Tal diploma legal conferiu validade às assinaturas digitais [01] apostas em documentos eletrônicos. Se, portanto, alguém dotado de uma assinatura digital, confecciona um documento eletrônico e nele apõe sua assinatura digital criptografada, não há, em uma primeira análise, como negar a legalidade do documento e da assinatura, tendo por base a MP 2.200-2. Em conseqüência disso, pode se dizer, também em uma análise preliminar, que o conteúdo da declaração contida nesse documento eletrônico é veraz e que a autoria é perfeitamente identificável, vinculando, assim o documento ao seu subscritor.
Assim, pode se afirmar que a assinatura digital, caso se admita os títulos de crédito em sua forma eletrônica, presta-se a idêntico ou melhor papel que as assinaturas ológrafas nos documentos cartulares.
Cumpre dizer que existem proposições de renomados professores que enfrentam a questão das assinaturas digitais, entre os quais destacamos a proposta do professor vanguardista em matéria de Direito Virtual, Carlos Alberto Rohrmann, que em seu Instituto Online para o Direito Virtual [02] publica inúmeros trabalhos e pesquisas sobre o Ciberdireito. A proposta do professor gira em torno da Nota Promissória emitida eletronicamente, cuja assinatura se dá de modo digital. Concluindo sobre o tema, o professor arrazoou:
O modelo de legislação proposto para a L.U.G. também se baseia no conceito de que o ciberespaço é diferente do mundo real. O ciberespaço é diferente a ponto de requerer um novo conjunto de regras para, efetivamente, realizar sua regulação. Essas novas regras, algumas vezes, poderão ser usadas não somente para regular as relações no próprio ciberespaço, mas também servirão para regular a interface legal entre o ciberespaço e o mundo real. As leis do ciberespaço realizariam esses dois papéis, pois regulariam como os documentos eletrônicos seriam assinados digitalmente no ciberespaço; por outro lado, também regulariam a maneira pela qual esses documentos eletrônicos, assinados digitalmente, seriam trazidos ao mundo real. As leis sobre assinaturas digitais poderiam estabelecer parâmetros legais para regular a maneira como os documentos eletrônicos seriam convertidos de bits do ciberespaço para documentos escritos, em papel, com validade legal. As leis sobre assinaturas digitais são exemplo de uma espécie que somente encontrará aplicação se as relações jurídicas envolverem o ciberespaço. Tais leis realizam duas funções: a regulação do próprio ciberespaço e a regulação da interface entre o ciberespaço e o mundo real. Essas leis pertencem a uma nova disciplina jurídica: o Direito Virtual, também conhecido como Ciberdireito. (ROHRMANN, 2007, p.63)

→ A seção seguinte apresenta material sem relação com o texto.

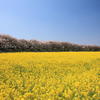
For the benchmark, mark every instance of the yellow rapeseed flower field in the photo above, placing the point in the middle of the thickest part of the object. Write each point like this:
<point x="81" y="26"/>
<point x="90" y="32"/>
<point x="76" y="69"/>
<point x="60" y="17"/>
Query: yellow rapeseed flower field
<point x="50" y="76"/>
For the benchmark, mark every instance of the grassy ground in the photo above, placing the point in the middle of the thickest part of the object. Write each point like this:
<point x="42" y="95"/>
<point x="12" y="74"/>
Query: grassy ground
<point x="50" y="76"/>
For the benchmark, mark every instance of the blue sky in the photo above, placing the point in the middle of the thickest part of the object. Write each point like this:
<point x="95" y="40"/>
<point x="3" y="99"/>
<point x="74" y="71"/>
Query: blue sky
<point x="76" y="21"/>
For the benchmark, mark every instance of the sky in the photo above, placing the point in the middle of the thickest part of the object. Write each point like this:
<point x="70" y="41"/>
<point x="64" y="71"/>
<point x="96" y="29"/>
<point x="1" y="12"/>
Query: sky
<point x="76" y="21"/>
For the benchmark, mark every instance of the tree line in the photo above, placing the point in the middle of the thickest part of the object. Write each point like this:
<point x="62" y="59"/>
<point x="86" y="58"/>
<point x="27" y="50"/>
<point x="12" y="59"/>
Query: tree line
<point x="11" y="44"/>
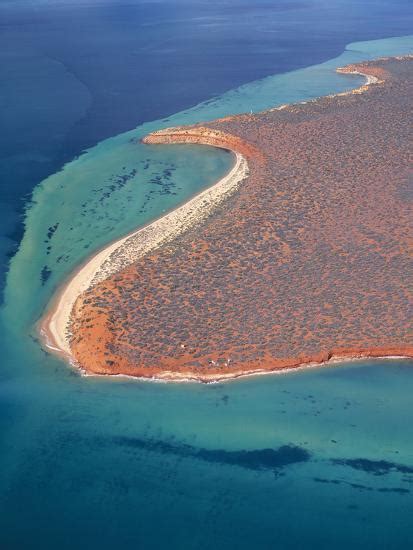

Depreende-se da conclusão do professor que há uma questão que merece consideração quando se trata assinatura digital, que é exatamente a sua interface entre o mundo virtual e o mundo real, ou seja, o reconhecimento no mundo real de que uma assinatura digital pertence a uma determinada pessoa. Tal problemática se apresenta ainda mais tormentosa se imaginarmos que um título emitido eletronicamente possa vir a ser executado. Esse fato nos leva a indagar como retiraríamos o título emitido eletronicamente do ambiente virtual, para o mundo real, de forma a instruir uma execução judicial.